They’re all lily white. They’ve all got deep roots going back to the homeland. And they couldn’t be any less Irish.
The day began with a cringe-worthy, mildly offensive Irish cliche in front of a roomful of Irish people, and it all went downhill from there.
“Top of the morning,” said Vice President Pence, as he hosted Irish Prime Minister Enda Kenny at his residence for breakfast Thursday…
“Literally just shouted ‘NOBODY SAYS THAT’ at the TV,” a journalist in Ireland tweeted. “I’ve literally only ever heard that said by Americans,” another person said.
TOP O’ THE MORNING, cartoons. Look at yourselves, a group of four leaf clovers. Sitting there all drunk n’ charming. Won’t somebody offer the Vice President a tall glass of Fuck You?

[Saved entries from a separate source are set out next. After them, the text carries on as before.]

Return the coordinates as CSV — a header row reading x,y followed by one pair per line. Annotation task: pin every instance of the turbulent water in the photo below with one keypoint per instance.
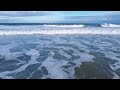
x,y
59,52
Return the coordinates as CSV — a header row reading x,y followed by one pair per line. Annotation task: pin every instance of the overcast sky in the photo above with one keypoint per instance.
x,y
59,16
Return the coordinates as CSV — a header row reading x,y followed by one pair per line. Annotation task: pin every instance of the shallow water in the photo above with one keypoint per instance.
x,y
60,56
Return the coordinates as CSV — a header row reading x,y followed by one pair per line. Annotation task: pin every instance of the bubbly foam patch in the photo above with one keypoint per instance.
x,y
63,31
110,25
58,54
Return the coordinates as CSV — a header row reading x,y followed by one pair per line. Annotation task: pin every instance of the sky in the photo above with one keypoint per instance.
x,y
59,16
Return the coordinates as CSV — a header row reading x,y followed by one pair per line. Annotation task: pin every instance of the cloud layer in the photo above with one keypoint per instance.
x,y
59,16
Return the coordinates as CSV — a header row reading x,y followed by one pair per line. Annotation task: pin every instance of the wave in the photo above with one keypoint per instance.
x,y
64,25
67,32
110,25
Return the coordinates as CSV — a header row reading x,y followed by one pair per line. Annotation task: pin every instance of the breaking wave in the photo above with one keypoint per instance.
x,y
63,31
65,25
110,25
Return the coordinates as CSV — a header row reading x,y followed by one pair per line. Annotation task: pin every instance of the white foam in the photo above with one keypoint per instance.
x,y
110,25
65,25
54,68
64,31
115,76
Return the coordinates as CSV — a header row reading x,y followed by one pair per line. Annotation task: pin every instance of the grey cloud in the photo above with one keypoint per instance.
x,y
23,13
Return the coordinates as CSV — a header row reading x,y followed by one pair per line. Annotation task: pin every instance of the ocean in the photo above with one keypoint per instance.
x,y
59,51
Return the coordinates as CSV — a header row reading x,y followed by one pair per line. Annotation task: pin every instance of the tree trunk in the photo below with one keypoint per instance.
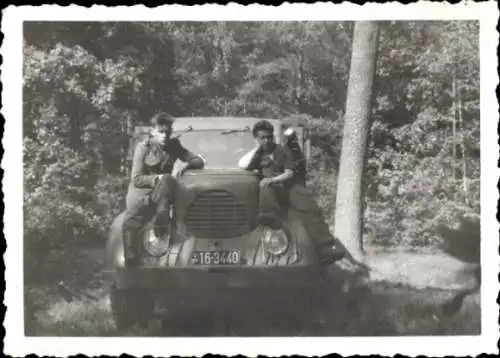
x,y
463,154
349,201
454,128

At the luncheon, Trump shared a proverb.
“As we stand together with our Irish friends, I’m reminded of that proverb — and this is a good one, this is one I like, I’ve heard it for many, many years and I love it,” Trump said. “Always remember to forget the friends that proved untrue, but never forget to remember those that have stuck by you.”
Thank you Albashir Adam Alhassan, Irish bard of Nigeria. Fake presidents are good at this sort of thing, embarrassing you with their fuckwit stupidity.
Two of the leading Republicans involved in Thursday’s cultural gaffes — Pence and House Speaker Paul D. Ryan (R-Wis.) — identify as Irish American.
One of [Ryan’s] statements caused a fair bit of head-scratching: “Americans, especially American Irish, are always trying to endear ourselves to the Irish. Think about it. We went from a president who plays a lot of golf to a president who owns a lot of golf courses,” Ryan said. “That is about the closest thing you can get to royalty in Ireland.”
Paul Ryan thinks we invented the pastime. Paul Ryan thinks it’s great Donald Trump spends half his presidency loafing about in golf resorts. Paul Ryan thinks we should be impressed with that. Paul Ryan doesn’t know our pathological hatred of rich people and their whores.